A quel punto, però, il pericolo dei mancati incassi contributivi dagli stranieri dovrebbe corrispondere a una riflessione di stampo più puramente demografico nonché occupazionale. Il problema infatti si porrebbe nel solo caso in cui gli italiani non riuscissero a sopperire al “gap” di forza lavoro mancante nelle ipotesi di mancato afflusso di stranieri, che l’Inps ha quantificato in 140mila nuove unità all’anno: una cifra non spaventosa se rapportata, ad esempio, ai livelli attuali di disoccupazione del nostro paese.

Sotto questo punto di vista, dunque, appaiono ben più pertinenti le riflessioni sulle tematiche che coinvolgono il potenziamento delle politiche per la famiglia e per la natalità, la crescita e l’occupazione, possibilmente senza dimenticare il fattore di equità intergenerazionale che dovrebbe guidare l’ampio settore della previdenza pubblica: tematiche peraltro trasversali rispetto alla nazionalità del contribuente.

LO “SBILANCIO” PREVIDENZIALE

di Massimo Blasoni, imprenditore e presidente del Centro studi ImpresaLavoro

L’affermazione di Boeri che a salvare i conti in perdita dell’Inps con i loro versamenti contributivi siano gli stranieri è fuorviante.
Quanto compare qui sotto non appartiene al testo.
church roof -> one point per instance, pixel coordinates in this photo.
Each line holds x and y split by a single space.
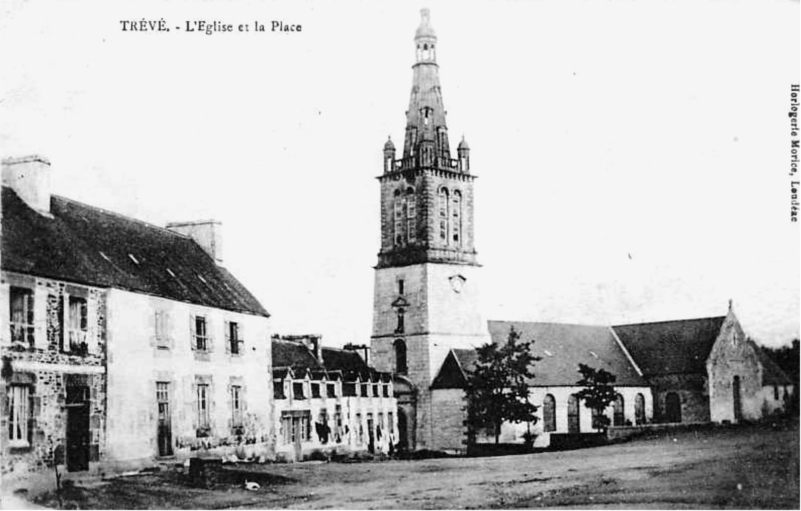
671 347
772 374
88 245
562 347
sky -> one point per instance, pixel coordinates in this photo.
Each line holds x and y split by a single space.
632 157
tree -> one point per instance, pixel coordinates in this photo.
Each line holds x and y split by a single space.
598 393
498 388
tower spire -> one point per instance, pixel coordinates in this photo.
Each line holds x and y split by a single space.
426 131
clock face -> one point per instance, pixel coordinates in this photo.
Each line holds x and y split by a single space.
457 283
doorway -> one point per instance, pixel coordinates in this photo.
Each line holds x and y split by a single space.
573 419
78 434
672 407
738 404
164 433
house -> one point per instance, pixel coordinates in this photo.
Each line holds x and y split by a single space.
778 389
329 401
701 370
124 343
561 348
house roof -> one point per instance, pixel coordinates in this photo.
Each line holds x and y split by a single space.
88 245
562 347
671 347
772 374
294 355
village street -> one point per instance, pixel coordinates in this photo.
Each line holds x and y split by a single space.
743 467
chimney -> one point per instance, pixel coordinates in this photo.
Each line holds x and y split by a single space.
362 350
312 342
29 177
206 233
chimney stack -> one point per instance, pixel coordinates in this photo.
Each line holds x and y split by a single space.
29 177
206 233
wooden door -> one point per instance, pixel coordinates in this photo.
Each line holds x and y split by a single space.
78 434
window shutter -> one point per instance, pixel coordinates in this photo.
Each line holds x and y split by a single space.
192 333
227 332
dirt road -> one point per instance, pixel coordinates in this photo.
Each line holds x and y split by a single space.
752 467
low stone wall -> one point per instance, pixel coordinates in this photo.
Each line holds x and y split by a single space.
622 432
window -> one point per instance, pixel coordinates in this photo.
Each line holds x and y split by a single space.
639 409
77 324
359 429
401 322
398 219
234 342
411 216
549 413
297 390
400 357
456 217
236 405
203 412
443 215
201 339
18 416
21 303
162 329
618 415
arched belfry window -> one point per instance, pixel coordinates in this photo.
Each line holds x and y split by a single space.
400 357
411 215
398 217
456 218
443 215
401 327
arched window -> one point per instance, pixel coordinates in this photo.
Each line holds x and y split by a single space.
398 216
618 416
549 413
401 322
639 409
411 215
456 217
400 357
443 215
573 419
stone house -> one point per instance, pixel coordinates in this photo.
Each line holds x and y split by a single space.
778 389
561 348
701 370
124 343
328 400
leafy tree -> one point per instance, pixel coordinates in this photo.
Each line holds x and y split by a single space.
598 393
498 388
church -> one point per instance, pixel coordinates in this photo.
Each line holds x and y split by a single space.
427 320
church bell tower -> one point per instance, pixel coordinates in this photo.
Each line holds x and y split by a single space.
425 296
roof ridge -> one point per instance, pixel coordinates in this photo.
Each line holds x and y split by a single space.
668 321
120 215
548 323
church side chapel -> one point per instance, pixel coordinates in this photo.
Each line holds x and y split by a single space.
427 320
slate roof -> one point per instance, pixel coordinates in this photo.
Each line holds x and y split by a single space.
337 363
671 347
561 346
772 374
294 355
88 245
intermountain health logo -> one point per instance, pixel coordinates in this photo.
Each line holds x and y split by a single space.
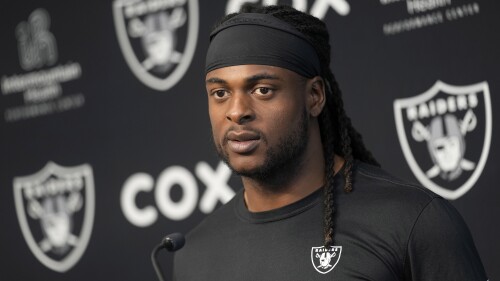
325 259
55 209
157 38
445 135
40 88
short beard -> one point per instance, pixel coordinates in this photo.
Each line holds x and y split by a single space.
282 161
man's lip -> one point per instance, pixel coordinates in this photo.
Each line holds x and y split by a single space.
242 136
242 142
242 147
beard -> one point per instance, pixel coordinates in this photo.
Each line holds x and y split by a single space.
282 161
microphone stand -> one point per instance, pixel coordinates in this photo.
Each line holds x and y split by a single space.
154 260
172 243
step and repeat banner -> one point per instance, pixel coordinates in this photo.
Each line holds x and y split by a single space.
106 143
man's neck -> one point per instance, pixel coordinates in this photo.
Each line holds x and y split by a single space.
259 197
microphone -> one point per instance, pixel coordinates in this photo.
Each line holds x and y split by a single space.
172 243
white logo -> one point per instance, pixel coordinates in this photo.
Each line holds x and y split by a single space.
55 209
215 180
325 259
43 82
318 9
36 44
450 135
149 34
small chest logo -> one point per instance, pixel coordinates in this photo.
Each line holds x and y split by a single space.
325 259
157 38
445 135
55 209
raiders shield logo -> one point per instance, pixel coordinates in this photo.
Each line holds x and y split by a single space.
325 259
157 38
445 135
55 209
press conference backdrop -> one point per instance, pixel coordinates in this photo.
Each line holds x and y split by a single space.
106 144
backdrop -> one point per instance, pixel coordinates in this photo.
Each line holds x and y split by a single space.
106 144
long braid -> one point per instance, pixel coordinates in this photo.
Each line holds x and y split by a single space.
338 136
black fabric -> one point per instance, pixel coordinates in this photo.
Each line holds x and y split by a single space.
261 39
388 230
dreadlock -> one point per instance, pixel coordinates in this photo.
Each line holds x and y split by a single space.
338 136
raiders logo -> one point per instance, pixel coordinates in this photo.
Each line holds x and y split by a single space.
55 209
325 259
445 135
157 38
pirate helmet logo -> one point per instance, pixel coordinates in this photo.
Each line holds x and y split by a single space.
445 135
157 38
325 259
55 209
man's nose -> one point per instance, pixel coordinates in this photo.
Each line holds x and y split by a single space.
240 109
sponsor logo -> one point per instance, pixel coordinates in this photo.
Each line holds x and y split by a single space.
55 209
318 9
157 38
42 81
175 206
445 135
420 14
325 259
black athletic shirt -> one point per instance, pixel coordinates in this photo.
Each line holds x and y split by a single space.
385 230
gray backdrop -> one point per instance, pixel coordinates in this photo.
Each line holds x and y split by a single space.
105 135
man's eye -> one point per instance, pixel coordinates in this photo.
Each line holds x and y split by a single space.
219 93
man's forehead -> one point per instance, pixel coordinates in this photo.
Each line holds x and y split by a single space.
249 73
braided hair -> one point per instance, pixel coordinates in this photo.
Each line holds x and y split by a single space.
338 136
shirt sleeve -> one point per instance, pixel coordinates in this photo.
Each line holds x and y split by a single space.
440 247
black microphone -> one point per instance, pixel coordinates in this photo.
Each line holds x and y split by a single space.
172 243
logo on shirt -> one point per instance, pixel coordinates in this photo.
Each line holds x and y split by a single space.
325 259
445 135
55 209
157 38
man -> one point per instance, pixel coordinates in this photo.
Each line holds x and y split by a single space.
278 121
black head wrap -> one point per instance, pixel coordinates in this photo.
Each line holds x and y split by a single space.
251 38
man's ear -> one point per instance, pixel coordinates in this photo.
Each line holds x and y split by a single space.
316 97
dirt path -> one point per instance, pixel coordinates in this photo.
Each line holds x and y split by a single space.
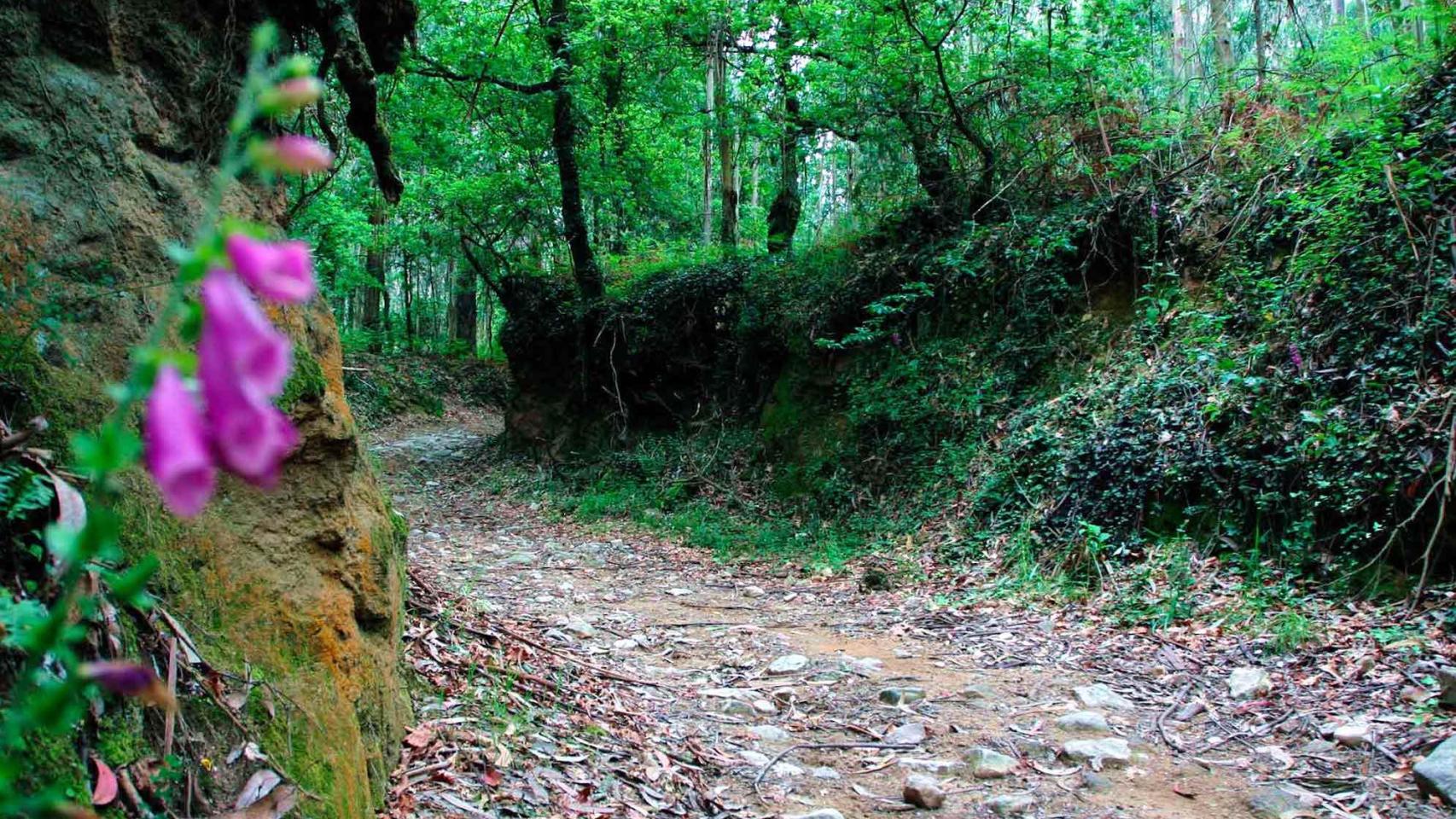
641 678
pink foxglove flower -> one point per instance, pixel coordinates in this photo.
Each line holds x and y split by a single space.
128 680
292 95
296 154
251 435
241 340
178 456
280 271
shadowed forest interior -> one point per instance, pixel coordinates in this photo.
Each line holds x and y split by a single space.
736 409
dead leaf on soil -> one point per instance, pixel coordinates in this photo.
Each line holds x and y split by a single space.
258 786
105 789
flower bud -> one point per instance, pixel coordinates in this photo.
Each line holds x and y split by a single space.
292 95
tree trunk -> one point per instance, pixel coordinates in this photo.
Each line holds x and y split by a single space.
728 181
614 78
783 212
932 163
408 290
370 317
1261 57
753 185
1179 47
1222 37
564 142
709 89
465 305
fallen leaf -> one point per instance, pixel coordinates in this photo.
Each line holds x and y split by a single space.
258 786
420 736
105 789
272 806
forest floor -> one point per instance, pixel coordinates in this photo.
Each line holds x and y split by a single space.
577 670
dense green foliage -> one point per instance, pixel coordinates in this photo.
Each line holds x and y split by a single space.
1049 284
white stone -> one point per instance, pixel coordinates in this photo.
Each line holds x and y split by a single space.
1089 722
769 734
1353 735
1111 751
1099 695
788 664
1248 682
909 734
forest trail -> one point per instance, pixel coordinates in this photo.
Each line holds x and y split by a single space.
651 681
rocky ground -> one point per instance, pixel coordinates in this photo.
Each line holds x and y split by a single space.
579 671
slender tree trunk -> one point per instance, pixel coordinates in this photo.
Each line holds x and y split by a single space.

Il tema centrale​ è semmai quello dei contributi silenti, che colpisce in egual misura lavoratori italiani e non. Si tratta infatti di versamenti che non sono sufficienti a maturare alcun trattamento previdenziale se versati per un periodo inferiore ai 20 anni di lavoro e che l’Istituto si guarda bene dal restituire. Se Boeri ne rendesse noto l’ammontare emergerebbe un paradosso intollerabile. Quello per cui ad alcuni capita di versare “a vuoto” i contributi senza maturare alcun diritto alla pensione mentre moltissimi altri, come è noto, incassano ogni mese un assegno previdenziale largamente superiore ai contributi versati nel corso della propria attività lavorativa: un frutto avvelenato lasciatoci in eredità da chi ha applicato in maniera generosa e irresponsabile il sistema retributivo, mettendo a rischio la tenuta del sistema previdenziale.